Full disclosure in blogs

Today’s topic is full disclosure in blogs and the use of competitive marketing blogs. I had to look at this issue from a lot of angles and ask the critical question of myself “would I do this for our anti-Oracle initiatives?”. The catalyst for this post is a blog written by a founding executive of a company competing with SAP and while I have an issue with the use of a competitive blog targeted to a specific company (in this case a product) I do want to emphasize that this is not a flame post.

Sangeeta Patni writes a blog called Why Duet/Mendocino? that is very critical of the joint SAP/Microsoft product Duet. She has also posted comments on my blog and several others that have written about Duet. Sangeeta is also the founder of a company called Extensio that is a competitor to the Duet product.

Here’s the dilemma, Sangeeta has taken no effort to conceal her identity or use a pseudonym on her anti-Duet blog or in any comments, she uses her full name and her real email address. Her comments reflect a solid understanding of the market and the products and are insightful, and yes they have sharp elbows but even there she is very professional. Her full profile on her blog reveals that she is the executive of Extensio, but it’s only when you click on the full profile, the profile snippet on the blog just says “Enterprenuer, Dreamer-Engineer, Evangelist for easy-to-use software”.

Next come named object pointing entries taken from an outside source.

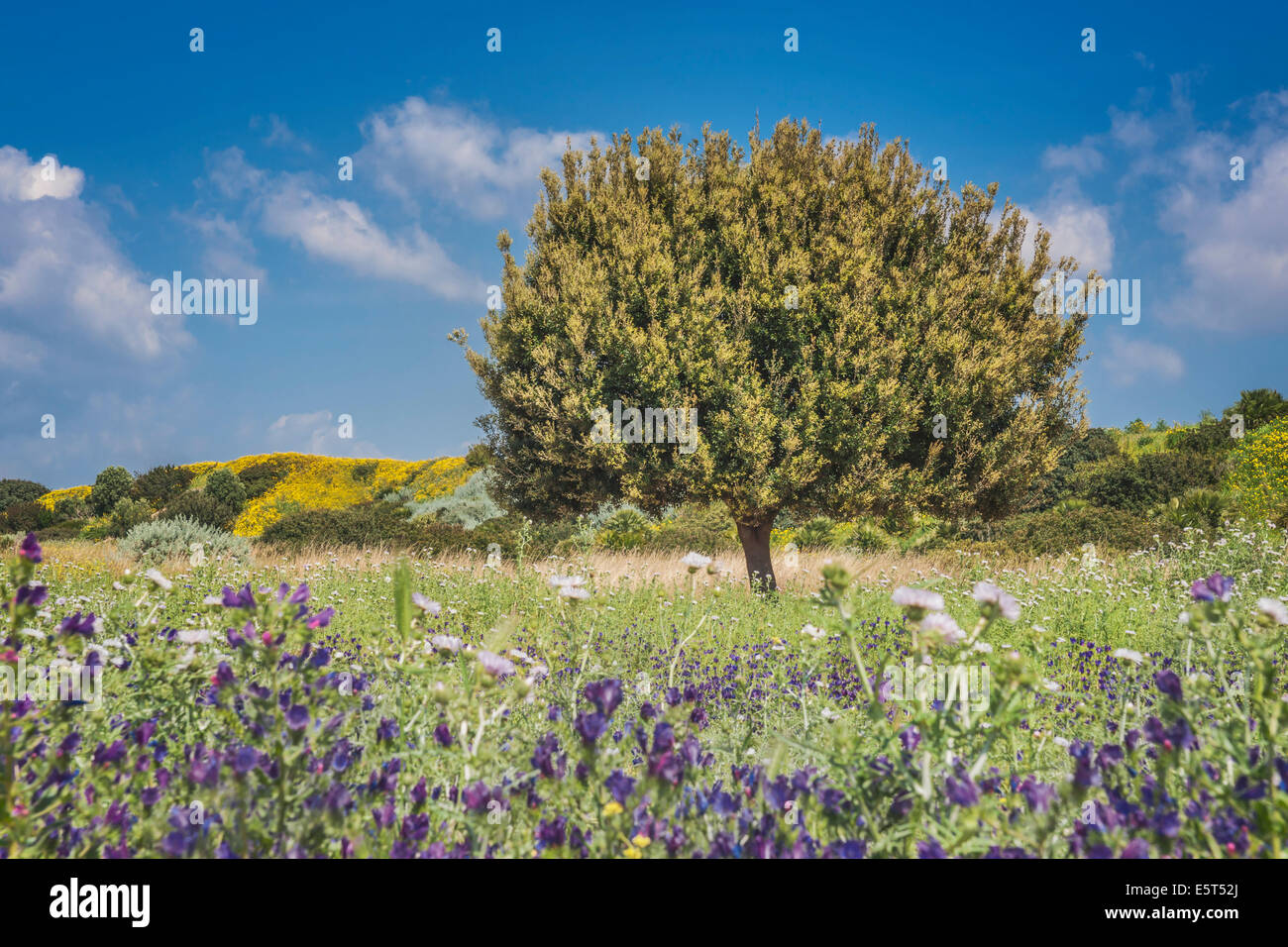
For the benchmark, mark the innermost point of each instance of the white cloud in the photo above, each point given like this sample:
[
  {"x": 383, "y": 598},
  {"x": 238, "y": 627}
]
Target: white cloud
[
  {"x": 336, "y": 230},
  {"x": 63, "y": 278},
  {"x": 1234, "y": 234},
  {"x": 228, "y": 252},
  {"x": 1132, "y": 361},
  {"x": 342, "y": 232},
  {"x": 279, "y": 134},
  {"x": 454, "y": 157},
  {"x": 316, "y": 433},
  {"x": 1080, "y": 158},
  {"x": 1078, "y": 227}
]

I emailed this post to Sangeeta last week because I respect the professionalism she leads with and didn’t want to come across like I was attacking her. She replied back to me promptly with some good comments and indicated that she didn’t have any issue with me posting about this… and that’s exactly why I sent this to her before posting, the blogosphere can use a little professional courtesy. Here’s part of her reply to me:

“It is not unusual for professionals to bring an element of the perspective of the company they work for in their blogs. Not surprising at all, since most of us believe passionately in the work we do within our companies, and strongly believe in the value the company brings to the community, as a whole. I have seen many instances of engineers from Microsoft, IBM and even SAP who blog about the work they do within their companies, and about the value of the products they help create. I have done the same.

I do agree with what Sangeeta is writing (how could you not?) but in this case the blog in question is not a blog about integrating office productivity applications with backoffice systems, it’s a blog specifically about a competitive product from Microsoft/SAP. It is by definition an “anti” blog, while the great majority of professionals who are blogging about what they do are not attacking in this way. Indeed, I lead a Oracle competitive strategy team for SAP but I write very little about Oracle. BTW, Sangeeta did commit to addressing the issue of disclosing her role at Extensio on the main page of the blog rather than just on her full profile page.

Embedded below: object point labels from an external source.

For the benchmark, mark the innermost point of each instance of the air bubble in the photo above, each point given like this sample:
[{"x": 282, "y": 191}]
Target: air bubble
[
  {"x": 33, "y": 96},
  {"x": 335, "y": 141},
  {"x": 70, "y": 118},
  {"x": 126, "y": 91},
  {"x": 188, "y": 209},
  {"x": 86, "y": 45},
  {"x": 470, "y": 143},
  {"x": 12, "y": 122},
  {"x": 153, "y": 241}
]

What do you think? When someone is writing a blog that is aimed at one company, or in this case a product, and is written by an individual who is with a competitor of that company, should they include a disclosure statement indicating their bias? Can this be an effective marketing tactic or are attack strategies doomed by definition because customers don’t want to hear or read attacks on other companies, they would rather focus on what you are doing? Where is the line when an executive is writing about their marketplace by writing about their competitors in this fashion?